Hagazussa: A Heathen’s Curse (2017)
Set high and deep in the Austrian Alps of the 15th century where superstition rules the short days and long nights, this folk horror tells the legend of a young woman named Albrun (Aleksandra Cwen) and her mother, whom villagers bully and label as witches. After her mother dies and leaves her an orphan, Albrun is constantly haunted by the sounds of her mother’s voice. She eventually becomes a mother herself and also embarks on a friendship with a young female villager that devolves into sadomasochistic sex. As Albrun loses her mind, she enters a nightmare world of cannibalism and dark magic.
Based on the bestselling Estonian novel Rehepapp by Andrus Kivirähk, November takes place a small village where peasants use magic, folk remedies, theft, Satanism, Christianity, and basically anything around them in a desperate attempt to survive the brutal and unforgiving Eastern European winter. Odd creatures known as “kratts” are made of wood and metal and roam through the villages and forests stealing; to guard their souls, the peasants sell them to the kratts. It soon becomes evident that the villagers are just as soulless as the kratts. Entwined in all this misery and dark magic is the love story of a young farm girl named Lina (Rea Lest-Liik) who is hopelessly in love with a villager named Hans (Jorgen Liik). To win Hans’s affection, Lina will do anything, even if it means transforming into a werewolf.
Set in Wales in 1905, Apostle stars Thomas Richardson as Dan Stevens, a former Christian missionary who embarks for a remote island where his sister has been kidnapped by a malicious religious cult. He poses as a convert to gain the cult’s trust and eventually realizes it was founded by three convicts who preach that the cult remains fertile through blood sacrifice. But since there are only a limited number of animals on the island, they feel compelled to turn to human sacrifice.
Directed by Ari Aster, Hereditary is a horrific family drama set atop a supernatural framework. Toni Collette stars as Annie, a wife and mother whose own mother, Ellen, has just passed away before movie begins. As more about Ellen’s history and her effect on the rest of the family is revealed, past traumas are brought to the surface in terrifying ways. Is Annie losing her mind, or is there really something unnatural going on in the family’s home since her mother’s death? And what horror did Ellen leave behind for her family to inherit?

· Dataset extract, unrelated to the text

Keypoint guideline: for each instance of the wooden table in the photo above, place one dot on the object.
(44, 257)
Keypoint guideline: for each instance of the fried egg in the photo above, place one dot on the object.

Reminiscent in some ways of The Wicker Man, Midsommar is set in northern Sweden at the height of summertime, when the sun hardly ever sets. Dani (Florence Pugh) and Christian (Jack Reynor) are a young American couple whose relationship is in tatters. Christian is ready to break up with Dani, but he backpedals when Dani’s sister commits a murder-suicide involving their parents. Emotionally shattered, Dani joins Christian and his friends on a trip to a Swedish commune rife with ancient traditions. The bright and cheery atmosphere gradually turns sinister as the commune holds a festival occurring once every 90 years. Dani and Christian’s already broken relationship serves as the foundation for a physically and psychologically horrifying ordeal as the commune’s darker traditions are put on display.